On 09/02/2015 11:05 PM, Jeff Woolsey wrote:
This isn't quite the way I remember the CMU
instructions working.
Nor is it exactly how I've implemented them in my emulator.
Sorry that my explanation was scrambled with a few blown synapses. I'll
try again.
CMU was implemented in the lower Cyber 70 (72,73) and 170 (
720, 730) as instructions 464xx through 467xx. However, what happens
with the upper Cybers varies--the 74 and 176 (as well as the 7600 and
6600) treat them as no-ops (46xxx). However, the 750 and 760 treat
464...467 as illegal instructions and error out.

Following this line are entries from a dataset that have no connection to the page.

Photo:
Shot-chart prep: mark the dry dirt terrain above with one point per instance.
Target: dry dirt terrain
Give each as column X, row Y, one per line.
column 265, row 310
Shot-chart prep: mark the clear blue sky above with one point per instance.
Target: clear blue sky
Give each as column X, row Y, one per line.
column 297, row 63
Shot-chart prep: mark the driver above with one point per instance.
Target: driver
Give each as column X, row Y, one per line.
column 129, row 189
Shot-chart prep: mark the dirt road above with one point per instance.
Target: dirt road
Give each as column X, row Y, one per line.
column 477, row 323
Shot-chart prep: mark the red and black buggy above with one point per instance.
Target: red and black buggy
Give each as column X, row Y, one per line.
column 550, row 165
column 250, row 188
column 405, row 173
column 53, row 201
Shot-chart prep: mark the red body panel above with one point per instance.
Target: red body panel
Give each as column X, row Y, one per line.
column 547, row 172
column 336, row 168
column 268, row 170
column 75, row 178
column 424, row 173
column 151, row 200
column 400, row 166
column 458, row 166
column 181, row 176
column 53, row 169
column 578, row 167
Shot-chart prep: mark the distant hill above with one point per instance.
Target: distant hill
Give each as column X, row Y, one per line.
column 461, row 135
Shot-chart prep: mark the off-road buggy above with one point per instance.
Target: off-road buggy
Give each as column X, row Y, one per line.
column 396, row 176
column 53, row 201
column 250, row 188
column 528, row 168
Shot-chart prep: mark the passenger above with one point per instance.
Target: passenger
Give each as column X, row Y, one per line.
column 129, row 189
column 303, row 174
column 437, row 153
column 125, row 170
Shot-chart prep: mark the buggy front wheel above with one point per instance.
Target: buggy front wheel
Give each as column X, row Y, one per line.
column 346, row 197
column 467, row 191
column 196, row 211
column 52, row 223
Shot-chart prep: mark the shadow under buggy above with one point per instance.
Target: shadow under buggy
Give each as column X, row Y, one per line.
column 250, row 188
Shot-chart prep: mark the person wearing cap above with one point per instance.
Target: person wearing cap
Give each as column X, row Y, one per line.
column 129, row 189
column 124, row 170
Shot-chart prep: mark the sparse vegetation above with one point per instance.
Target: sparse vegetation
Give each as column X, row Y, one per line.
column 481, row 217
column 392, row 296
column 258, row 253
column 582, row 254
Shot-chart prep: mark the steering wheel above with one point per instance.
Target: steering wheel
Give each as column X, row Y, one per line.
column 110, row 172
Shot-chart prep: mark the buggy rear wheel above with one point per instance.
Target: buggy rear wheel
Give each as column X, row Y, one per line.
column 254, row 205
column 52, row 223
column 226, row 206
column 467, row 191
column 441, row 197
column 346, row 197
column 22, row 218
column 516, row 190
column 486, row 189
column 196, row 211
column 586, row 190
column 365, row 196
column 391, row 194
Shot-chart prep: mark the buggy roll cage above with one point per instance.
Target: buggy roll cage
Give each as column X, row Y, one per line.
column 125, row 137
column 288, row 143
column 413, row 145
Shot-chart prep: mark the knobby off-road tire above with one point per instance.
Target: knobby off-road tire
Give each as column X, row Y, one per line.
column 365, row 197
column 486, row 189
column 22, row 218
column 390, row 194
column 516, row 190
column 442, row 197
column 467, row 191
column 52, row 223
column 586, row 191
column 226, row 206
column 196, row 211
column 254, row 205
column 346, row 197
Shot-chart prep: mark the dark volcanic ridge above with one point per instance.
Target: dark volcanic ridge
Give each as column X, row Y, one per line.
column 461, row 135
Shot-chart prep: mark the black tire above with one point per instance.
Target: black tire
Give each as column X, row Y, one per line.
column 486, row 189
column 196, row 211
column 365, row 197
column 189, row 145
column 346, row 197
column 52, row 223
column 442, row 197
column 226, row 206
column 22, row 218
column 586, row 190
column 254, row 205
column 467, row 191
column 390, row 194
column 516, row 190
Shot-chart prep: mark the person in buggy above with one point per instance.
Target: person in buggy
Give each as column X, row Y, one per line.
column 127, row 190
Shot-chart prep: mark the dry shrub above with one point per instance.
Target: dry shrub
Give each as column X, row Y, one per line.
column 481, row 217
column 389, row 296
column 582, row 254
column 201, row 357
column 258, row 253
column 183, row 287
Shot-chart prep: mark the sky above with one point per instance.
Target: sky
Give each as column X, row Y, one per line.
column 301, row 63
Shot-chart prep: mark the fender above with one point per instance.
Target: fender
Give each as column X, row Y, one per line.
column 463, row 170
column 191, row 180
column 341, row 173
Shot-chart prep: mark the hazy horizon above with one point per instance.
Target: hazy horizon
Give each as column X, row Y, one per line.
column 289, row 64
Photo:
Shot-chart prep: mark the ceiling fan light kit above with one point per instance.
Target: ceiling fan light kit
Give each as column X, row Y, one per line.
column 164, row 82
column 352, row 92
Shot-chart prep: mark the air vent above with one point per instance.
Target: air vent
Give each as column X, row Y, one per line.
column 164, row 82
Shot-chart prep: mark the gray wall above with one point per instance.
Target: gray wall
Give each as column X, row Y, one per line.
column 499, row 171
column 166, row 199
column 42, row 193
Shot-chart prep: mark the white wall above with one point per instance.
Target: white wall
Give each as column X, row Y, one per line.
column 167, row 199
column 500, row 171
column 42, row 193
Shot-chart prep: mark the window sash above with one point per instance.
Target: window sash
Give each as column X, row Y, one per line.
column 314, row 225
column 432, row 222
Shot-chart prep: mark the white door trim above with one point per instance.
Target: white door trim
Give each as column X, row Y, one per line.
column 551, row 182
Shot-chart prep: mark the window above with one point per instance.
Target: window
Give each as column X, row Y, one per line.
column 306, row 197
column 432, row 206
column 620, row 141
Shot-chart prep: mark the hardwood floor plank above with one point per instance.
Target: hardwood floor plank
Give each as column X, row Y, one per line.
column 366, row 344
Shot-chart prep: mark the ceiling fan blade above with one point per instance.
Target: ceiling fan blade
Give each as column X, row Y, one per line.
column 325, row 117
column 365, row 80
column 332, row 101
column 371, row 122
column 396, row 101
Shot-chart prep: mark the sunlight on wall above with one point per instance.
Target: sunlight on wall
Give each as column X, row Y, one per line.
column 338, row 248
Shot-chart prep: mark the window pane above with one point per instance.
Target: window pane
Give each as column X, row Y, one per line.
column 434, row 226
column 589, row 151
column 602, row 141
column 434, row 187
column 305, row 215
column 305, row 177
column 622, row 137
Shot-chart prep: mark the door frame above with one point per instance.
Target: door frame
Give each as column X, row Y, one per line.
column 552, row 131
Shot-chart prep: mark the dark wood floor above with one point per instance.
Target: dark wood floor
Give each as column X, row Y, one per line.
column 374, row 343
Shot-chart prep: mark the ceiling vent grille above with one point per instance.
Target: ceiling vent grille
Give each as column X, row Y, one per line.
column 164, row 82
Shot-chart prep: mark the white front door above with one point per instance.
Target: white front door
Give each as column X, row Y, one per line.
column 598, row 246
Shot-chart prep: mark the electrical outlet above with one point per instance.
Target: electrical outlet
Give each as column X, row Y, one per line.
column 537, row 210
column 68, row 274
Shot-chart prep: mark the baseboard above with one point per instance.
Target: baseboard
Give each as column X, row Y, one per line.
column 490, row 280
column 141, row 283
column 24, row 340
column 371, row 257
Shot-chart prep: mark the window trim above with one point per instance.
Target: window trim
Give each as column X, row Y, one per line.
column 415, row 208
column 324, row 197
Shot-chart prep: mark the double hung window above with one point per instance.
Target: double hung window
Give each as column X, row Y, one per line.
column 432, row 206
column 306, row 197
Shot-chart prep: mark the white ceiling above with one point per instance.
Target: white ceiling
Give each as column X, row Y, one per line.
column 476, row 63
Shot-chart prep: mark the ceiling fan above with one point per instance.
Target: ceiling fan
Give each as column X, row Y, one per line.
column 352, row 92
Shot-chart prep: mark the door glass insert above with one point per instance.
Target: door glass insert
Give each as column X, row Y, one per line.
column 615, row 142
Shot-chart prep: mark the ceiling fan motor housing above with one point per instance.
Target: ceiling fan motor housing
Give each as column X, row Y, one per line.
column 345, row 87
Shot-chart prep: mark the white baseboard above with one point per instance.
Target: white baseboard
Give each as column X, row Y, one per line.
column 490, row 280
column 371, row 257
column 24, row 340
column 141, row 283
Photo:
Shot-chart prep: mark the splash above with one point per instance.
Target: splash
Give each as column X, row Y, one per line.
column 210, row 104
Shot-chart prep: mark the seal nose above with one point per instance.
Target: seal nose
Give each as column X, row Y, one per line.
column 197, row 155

According to my Cyber 72/73 reference, all CMU instructions must be
located in the first parcel of an instruction word. The Cyber 170
restates this in at least two places in the instruction reference. So
no putting an IM in the second or third parcel. The reference for the
lower 170s states that the machine does not execute any instructions in
the lower 2 parcels of a word.
Of course, the other CMU instructions 465-567 occupy a fullword, so no
problems with alignment.
One of the early "tricks' was to take the IM instruction 464 B KKKKKK
instruction, set up a B register and offset, such that the offset would
be encoded as 46000 - a plain old no-op. So, if your B register was 2,
the first 2 parcels of an instruction word looked like:
46420 46000
Two no-ops to a Cyber 74, 7600, 176 so an RJ to the regular move routine
could be put in the lower half of the word. Worked like a dream.
But when the upper Cyber 170 systems (750, 760) came onto the scene,
that "clever" code quit working. Maybe NOS/NOS-BE recognized the
illegal instruction exception and implemented the IM and other CMU
instructions in software, but I was off onto non-Cyber stuff by then.
Regardless, I do recall some grumbling at the time.
I never knew if the CMU ever amounted to much in the real world other
than for the IM instruction. You pretty much had to build the
instructions for CC CU and DM, which involved a fair amount of setup
code. I'm sure that Don Nelson had a directive from on high to put them
into COBOL, but I never saw any benchmark results--I was off working on
64 bit hardware and 6-bit characters weren't part of my world.
Such is my limited exposure to the late Cyber 70/early Cyber 170
machines re CMU. I have no knowledge of how such stuff worked in 60 bit
mode on the 180s. It's been 40 years after all.